Besides firms trading without their dividends, the biggest drags were miners Newcrest -3.3 per cent and Fortescue -2.6 per cent.

Also under pressure: bond surrogates that shine when yields are low. Transurban fell 2.2 per cent, Wesfarmers 1.7 per cent and Coles 1.2 per cent. Telstra shed 0.6 per cent.

Tech stocks followed the Nasdaq lower. NextDC fell 3.5 per cent, Appen 3.1 per cent, Bravura Solutions 3.1 per cent and Nearmap 2.7 per cent. Afterpay dropped 2 per cent and Zip Co 4.4 per cent.

Xero shed 2.6 per cent after announcing the acquisition of Danish workforce management platform Planday for an upfront payment of 155.7 million euros and an earnout of 27.8 million.  

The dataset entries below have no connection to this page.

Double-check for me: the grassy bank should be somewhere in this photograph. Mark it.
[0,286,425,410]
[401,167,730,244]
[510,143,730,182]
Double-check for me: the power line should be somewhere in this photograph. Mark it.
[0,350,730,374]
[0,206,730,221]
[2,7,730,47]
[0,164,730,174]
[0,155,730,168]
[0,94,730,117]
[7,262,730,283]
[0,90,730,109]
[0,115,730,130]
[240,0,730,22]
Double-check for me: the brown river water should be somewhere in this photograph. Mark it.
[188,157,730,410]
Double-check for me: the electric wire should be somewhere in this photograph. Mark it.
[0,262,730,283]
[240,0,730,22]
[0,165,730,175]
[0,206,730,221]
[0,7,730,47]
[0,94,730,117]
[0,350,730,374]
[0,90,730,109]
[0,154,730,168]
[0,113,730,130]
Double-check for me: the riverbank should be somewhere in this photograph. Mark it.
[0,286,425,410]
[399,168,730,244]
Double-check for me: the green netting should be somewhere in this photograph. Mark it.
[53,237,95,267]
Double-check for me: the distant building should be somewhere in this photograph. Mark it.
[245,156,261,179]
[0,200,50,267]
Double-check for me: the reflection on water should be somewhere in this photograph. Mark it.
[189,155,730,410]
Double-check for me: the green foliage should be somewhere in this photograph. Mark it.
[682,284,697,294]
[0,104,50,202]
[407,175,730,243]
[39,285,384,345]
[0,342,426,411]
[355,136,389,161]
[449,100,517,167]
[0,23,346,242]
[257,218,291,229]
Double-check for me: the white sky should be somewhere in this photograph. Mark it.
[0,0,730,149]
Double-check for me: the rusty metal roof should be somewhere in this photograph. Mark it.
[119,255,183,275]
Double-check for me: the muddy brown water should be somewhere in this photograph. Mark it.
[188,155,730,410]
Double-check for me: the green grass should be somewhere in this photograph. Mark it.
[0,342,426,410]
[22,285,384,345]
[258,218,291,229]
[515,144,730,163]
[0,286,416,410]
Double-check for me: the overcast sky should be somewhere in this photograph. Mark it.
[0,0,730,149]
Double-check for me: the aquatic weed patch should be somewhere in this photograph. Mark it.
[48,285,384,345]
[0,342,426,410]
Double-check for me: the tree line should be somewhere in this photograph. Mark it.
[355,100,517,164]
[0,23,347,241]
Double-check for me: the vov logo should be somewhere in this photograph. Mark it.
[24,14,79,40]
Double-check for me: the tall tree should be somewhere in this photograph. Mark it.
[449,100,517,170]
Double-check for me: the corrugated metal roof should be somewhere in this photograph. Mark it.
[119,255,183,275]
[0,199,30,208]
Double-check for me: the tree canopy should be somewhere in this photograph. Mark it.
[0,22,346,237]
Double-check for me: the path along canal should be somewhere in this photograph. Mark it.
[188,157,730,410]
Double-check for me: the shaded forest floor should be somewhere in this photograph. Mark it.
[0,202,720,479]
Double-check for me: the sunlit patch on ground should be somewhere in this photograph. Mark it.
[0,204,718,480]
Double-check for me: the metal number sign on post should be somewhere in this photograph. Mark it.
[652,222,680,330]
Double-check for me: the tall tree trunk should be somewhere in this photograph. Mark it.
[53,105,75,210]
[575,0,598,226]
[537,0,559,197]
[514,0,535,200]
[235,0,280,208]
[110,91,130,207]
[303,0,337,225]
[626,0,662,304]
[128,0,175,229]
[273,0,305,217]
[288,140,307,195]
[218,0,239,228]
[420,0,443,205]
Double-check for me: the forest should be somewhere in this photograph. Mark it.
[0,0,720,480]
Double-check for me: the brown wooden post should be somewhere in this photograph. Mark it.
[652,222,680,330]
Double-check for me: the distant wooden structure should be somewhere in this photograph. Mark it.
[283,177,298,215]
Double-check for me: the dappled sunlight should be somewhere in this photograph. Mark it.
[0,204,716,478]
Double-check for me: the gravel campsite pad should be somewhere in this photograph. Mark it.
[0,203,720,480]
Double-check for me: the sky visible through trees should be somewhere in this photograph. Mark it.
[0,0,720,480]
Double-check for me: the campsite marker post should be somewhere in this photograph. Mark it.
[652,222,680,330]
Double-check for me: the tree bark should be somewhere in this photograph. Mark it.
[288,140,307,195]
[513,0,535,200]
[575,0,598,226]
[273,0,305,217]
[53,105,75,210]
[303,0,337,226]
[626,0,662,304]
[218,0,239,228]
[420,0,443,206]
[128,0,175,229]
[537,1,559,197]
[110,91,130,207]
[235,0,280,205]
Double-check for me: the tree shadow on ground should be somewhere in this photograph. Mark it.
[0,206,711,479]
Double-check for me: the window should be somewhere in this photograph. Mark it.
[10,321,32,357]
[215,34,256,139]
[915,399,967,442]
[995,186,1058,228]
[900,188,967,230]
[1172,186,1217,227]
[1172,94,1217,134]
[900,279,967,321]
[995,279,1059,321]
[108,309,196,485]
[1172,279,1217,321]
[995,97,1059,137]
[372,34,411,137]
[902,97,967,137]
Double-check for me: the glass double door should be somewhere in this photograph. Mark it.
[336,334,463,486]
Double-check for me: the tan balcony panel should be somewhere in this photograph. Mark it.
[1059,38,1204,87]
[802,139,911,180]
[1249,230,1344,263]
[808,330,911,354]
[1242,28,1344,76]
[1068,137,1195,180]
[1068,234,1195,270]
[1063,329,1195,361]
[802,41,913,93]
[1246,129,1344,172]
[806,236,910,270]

A 13.1 per cent dive in half-year sales helped drag department store Myer down 10.6 per cent. Foot traffic was hit by pandemic closures and a shift to online shopping. Statutory net profit jumped 76.3 per cent to $43 million.

Synlait Milk slumped 9.8 per cent to a four-year low after scrapping its full-year guidance. The company is a major supplier to A2 Milk, which has seen demand destruction from the collapse of its diagou reseller channels. Shares in A2 eased 0.4 per cent.

Other markets

Asian markets took their cues from the US. The Asia Dow shed 2 per cent. China’s Shanghai Composite gave up 1.58 per cent, Hong Kong’s Hang Seng 2.55 per cent and Japan’s Nikkei 2.43 per cent.

Oil extended last night’s rebound ahead of tonight’s OPEC+ meeting of oil ministers. Brent crude climbed 69 cents or 1.1 per cent to $US64.75 a barrel.

Gold‘s slide continued. The yellow metal fell $3.10 or almost 0.2 per cent to $US1,712.70 an ounce.

The dollar bounced 0.52 per cent to 77.93 US cents.